Per il nostro mondo, per la nostra epoca, Nietzsche è sicuramente anche il Nietzsche descrittoci magistralmente da Losurdo. Ma forse il vero Nietzsche (quello che lui stesso avrebbe sottoscritto) è ancora tutto da scoprire in un angolo remoto di un mondo pluridimensionale ed a-morale.

La nietzschiana «morte di Dio» che sta alla base del «superuomo» appartiene all’essenza dello stesso pensiero crociano, anzi di tutta la filosofia (e quindi la cultura) contemporanea e del modo in cui essa sostiene i valori dell’uguaglianza. A tale essenza appartiene anche quel Gramsci che incautamente «sardonico» riconduceva il superuomo di Nietzsche al conte di Montecristo e ai romanzi d’appendice. Nietzsche rifiuta questi valori perché essi sono legati al Dio che muore. (8)


NOTE
1) D. Losurdo, Nietzsche, il ribelle aristocratico, Torino, Bollati Boringhieri, 2002, pp. 1186, 68 euro.

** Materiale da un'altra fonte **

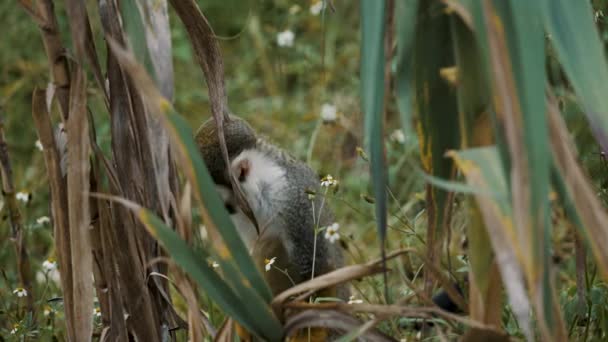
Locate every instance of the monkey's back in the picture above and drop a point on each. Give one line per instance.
(296, 215)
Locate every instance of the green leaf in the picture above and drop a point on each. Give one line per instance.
(259, 320)
(405, 11)
(435, 103)
(372, 102)
(134, 27)
(572, 32)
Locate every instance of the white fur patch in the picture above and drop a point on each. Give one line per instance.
(242, 223)
(262, 185)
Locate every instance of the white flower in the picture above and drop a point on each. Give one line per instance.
(329, 181)
(294, 9)
(354, 300)
(398, 136)
(49, 265)
(331, 232)
(285, 38)
(317, 7)
(20, 292)
(43, 219)
(22, 196)
(599, 14)
(329, 113)
(269, 263)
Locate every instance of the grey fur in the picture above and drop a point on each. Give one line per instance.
(292, 210)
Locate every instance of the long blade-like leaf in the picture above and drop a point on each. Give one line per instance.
(572, 32)
(372, 102)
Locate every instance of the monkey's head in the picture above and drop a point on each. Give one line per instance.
(239, 136)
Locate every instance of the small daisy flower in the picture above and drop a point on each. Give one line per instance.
(285, 38)
(43, 219)
(22, 196)
(49, 265)
(354, 300)
(20, 292)
(329, 181)
(269, 263)
(598, 15)
(331, 232)
(294, 9)
(47, 310)
(316, 7)
(398, 136)
(329, 113)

2) Losurdo riporta, ad epigrafe del libro, una frase di Tucholsky: «Chi non lo può rivendicare? Dimmi ciò di cui hai bisogno e ti troverò una citazione di Nietzsche. [...] Per la Germania e contro la Germania; per la pace e contro la pace; per la letteratura e contro la letteratura».
3) M. M. Bachtin, Risposta ad una domanda del Novyj Mir, p. 196, in AA.VV., La cultura nella tradizione russa del XIX e XX secolo, Torino, Einaudi, 1980.
4) G. Bataille, Su Nietzsche, Milano, SE, 1994, pp. 197-198. Sulle molteplici possibilità interpretative, anche in ambito politico, si può ricordare: G. Penzo, Nietzsche e il Nazismo, Milano, Rusconi, 1997.
5) Losurdo riporta (p. 1077) un interessante appunto di Mazzino Montinari: «la tesi di Giorgio Colli è che bisogna ascoltare Nietzsche come si ascolta la musica – ora io non ammetto, neppure per la musica, un modo incomprensibile ed estetico di ascoltare qualcosa. [...] Se Giorgio parla così è proprio perché per lui la razionalità non ha importanza e tutto si riferisce in ultima analisi all’unità estetica dell’individuo».
6) Ci si riferisce ovviamente alla vasta produzione di Gianni Vattimo su Nietzsche. Soprattutto a: G. Vattimo, Il soggetto e la maschera. Nietzsche e il problema della liberazione, Milano, Bompiani, 1974. Id., Introduzione a Nietzsche, Bari-Roma, Laterza, 1985. Id., Dialogo con Nietzsche. Saggi 1961-2000, Milano, Garzanti, 2000.
7) M. Montanari, Nietzsche, Roma, Editori Riuniti, 1981, p. 97.
8) E. Severino, Nietzsche, chi ha paura del superuomo, p. 35, in «Corriere della sera», 23 gennaio 2003.